Superman news: Amy Adams will be Lois
Lane
This just in — three-time Oscar nominee Amy Adamswill play
journalist Lois Lane in Hollywood’s revival of Superman.
The 36-year-old star got the news on Sunday from director Zack
Snyder, who phoned her from Paris, where he was promoting his
just-opened film, “Sucker Punch.” There had been a crush of
Hollywood interest in the lead female role in the Warner Bros.

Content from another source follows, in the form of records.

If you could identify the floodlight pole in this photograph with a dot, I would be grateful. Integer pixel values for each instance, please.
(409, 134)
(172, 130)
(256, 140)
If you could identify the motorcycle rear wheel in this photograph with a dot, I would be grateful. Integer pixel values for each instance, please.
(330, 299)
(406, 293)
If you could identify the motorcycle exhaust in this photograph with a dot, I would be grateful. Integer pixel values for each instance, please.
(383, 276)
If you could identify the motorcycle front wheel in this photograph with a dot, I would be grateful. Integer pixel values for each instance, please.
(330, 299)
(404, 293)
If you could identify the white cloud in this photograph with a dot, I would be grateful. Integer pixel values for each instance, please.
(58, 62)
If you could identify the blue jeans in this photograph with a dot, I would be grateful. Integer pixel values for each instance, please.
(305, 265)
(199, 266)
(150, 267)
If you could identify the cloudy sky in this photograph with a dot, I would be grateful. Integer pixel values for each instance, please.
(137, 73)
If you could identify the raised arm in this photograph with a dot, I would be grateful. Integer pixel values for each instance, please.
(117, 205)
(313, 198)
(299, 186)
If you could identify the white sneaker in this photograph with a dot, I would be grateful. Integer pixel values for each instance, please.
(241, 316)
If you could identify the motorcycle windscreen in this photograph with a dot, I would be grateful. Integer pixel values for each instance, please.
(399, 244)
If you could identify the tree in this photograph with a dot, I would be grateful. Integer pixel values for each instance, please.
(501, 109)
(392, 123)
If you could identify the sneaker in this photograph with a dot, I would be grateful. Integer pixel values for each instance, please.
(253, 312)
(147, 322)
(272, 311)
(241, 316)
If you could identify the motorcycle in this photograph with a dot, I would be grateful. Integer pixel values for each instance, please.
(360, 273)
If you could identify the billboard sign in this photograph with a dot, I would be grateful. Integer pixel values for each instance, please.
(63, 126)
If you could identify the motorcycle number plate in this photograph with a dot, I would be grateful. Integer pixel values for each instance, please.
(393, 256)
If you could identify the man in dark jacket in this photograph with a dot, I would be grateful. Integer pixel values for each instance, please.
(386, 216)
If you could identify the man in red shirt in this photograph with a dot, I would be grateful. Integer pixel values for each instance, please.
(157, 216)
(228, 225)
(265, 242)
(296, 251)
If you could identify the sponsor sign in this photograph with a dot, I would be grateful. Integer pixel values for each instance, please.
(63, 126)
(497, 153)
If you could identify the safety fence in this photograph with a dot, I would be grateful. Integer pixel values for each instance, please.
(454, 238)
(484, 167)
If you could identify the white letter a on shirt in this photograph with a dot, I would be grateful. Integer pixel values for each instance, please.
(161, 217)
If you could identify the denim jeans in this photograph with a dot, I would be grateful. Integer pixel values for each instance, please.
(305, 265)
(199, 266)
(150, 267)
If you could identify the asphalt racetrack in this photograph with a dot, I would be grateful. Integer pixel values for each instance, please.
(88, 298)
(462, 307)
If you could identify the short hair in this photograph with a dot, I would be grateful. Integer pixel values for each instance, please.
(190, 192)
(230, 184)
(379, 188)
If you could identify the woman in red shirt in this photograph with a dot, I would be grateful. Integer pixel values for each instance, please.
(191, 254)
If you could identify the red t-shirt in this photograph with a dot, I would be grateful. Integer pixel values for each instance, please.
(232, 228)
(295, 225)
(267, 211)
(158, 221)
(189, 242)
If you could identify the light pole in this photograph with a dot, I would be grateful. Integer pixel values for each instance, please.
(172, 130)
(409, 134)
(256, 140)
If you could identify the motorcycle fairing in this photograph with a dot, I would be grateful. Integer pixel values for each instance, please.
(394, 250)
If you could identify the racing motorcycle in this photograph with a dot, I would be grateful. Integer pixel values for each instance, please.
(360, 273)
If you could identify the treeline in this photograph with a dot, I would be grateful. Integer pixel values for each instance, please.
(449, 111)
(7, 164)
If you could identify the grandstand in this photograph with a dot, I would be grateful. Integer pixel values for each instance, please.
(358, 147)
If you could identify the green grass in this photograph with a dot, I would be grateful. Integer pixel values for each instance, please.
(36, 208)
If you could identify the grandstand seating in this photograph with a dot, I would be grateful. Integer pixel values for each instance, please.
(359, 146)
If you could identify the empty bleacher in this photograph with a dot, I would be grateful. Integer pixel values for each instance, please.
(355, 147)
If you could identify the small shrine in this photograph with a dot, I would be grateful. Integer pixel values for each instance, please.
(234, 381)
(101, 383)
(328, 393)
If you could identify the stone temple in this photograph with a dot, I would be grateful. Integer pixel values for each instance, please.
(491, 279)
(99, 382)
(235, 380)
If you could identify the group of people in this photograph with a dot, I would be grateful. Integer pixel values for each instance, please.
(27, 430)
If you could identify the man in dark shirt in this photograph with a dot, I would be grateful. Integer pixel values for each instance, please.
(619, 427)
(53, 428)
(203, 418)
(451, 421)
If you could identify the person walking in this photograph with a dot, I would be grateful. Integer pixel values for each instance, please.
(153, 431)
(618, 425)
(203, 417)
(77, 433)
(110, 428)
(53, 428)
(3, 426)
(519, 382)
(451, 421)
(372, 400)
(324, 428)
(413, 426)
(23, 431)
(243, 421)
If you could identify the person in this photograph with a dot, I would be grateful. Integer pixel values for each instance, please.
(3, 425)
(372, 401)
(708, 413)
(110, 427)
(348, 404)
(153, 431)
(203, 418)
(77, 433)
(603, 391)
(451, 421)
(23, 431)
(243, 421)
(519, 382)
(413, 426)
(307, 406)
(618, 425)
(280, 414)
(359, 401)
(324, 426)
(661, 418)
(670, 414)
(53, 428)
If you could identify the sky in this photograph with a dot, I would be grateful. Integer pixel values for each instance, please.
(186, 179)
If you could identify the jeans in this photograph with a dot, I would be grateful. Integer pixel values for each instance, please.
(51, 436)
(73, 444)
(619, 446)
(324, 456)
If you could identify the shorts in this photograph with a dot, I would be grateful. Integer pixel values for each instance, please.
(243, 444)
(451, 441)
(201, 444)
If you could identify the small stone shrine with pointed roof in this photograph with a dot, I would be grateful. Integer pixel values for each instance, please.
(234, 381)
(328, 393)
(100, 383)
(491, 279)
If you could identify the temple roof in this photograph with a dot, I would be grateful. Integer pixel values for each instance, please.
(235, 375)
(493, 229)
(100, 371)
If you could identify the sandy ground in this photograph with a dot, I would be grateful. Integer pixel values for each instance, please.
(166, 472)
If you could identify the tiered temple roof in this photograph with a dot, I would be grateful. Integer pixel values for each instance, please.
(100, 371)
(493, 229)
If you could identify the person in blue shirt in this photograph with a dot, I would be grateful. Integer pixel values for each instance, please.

project but Snyder said that after meeting with Adams she was the
clear choice to take on a character that dates back to 1938 and has
long represented the strong, professional woman who can hold her
own against any man – even if he
can leap tall buildings
in a single bound.
“There was a big, giant search for Lois,” Snyder
said.
“For us it was a big thing and obviously a really
important role. We did a lot of auditioning but we had this meeting
with Amy Adams and after that I just felt she was perfect for
it.”
Snyder declined to discuss the precise prominence of Lois in the
story or any plot details about the film but he said the role is “a
linchpin” to the project and that he considers it essential that
Lois — a Roosevelt-era creation – arrives on screen in 2012 with
contemporary appeal and spirit.
“It goes back to what I’ve said about Superman and making
him really understandable for today. What’s important to us is
making him relevant and real and making him empathetic to today’s
audience so that we understand the decisions he makes. That applies
to Lois as well. She has to be in the same universe as him [in tone
and substance].”
Adams has shown an affinity for finding the plucky but
pitch-perfect center of old-school roles; in the cartoonish ”Night
at the Museum: Battle of the Smithsonian” she brought a surprising
amount of yearning emotion to the role of a simplified Amelia
Earhart and she won rave reviews for the role of Giselle in
“Enchanted” and it’s sly send-up of Disney princess traditions that
date back to “Snow White,” which premiered just six months before
Lois Lane hit newsstands in
the pages of Action
Comics No. 1.
Adams is coming off an Academy Award nomination for her work in
”The Fighter,” the David O. Russell that took her into far darker
territory; she played a bartender named Charlene who is a
fire-tested and fierce in her love for a down-but-not-out boxer
portrayed by Mark Whalburg. The film earned an Oscar win for
Christian Bale, who played Whalburg’s deliriously drugged-out
brother, and he will be in the
other big superhero film of
2012, “The Dark Knight Rises,” which will see Bale back in the cowl
of Batman.
The big breakthrough for Adams was “Junebug,” which premiered at
the 2005
Sundance Film Festival,
where Adams won a special jury prize for her performance. The
star’s other notable credits include ”Julie & Julia,” “Sunshine
Cleaning,” “Charlie Wilson’s War.”
In the still-untitled Superman film,
Henry Cavill will play
Clark Kent and the Man of
Steel. Kevin Costner and Diane Lane are
set to play the Kents, the
adoptive parents of the last son of Krypton.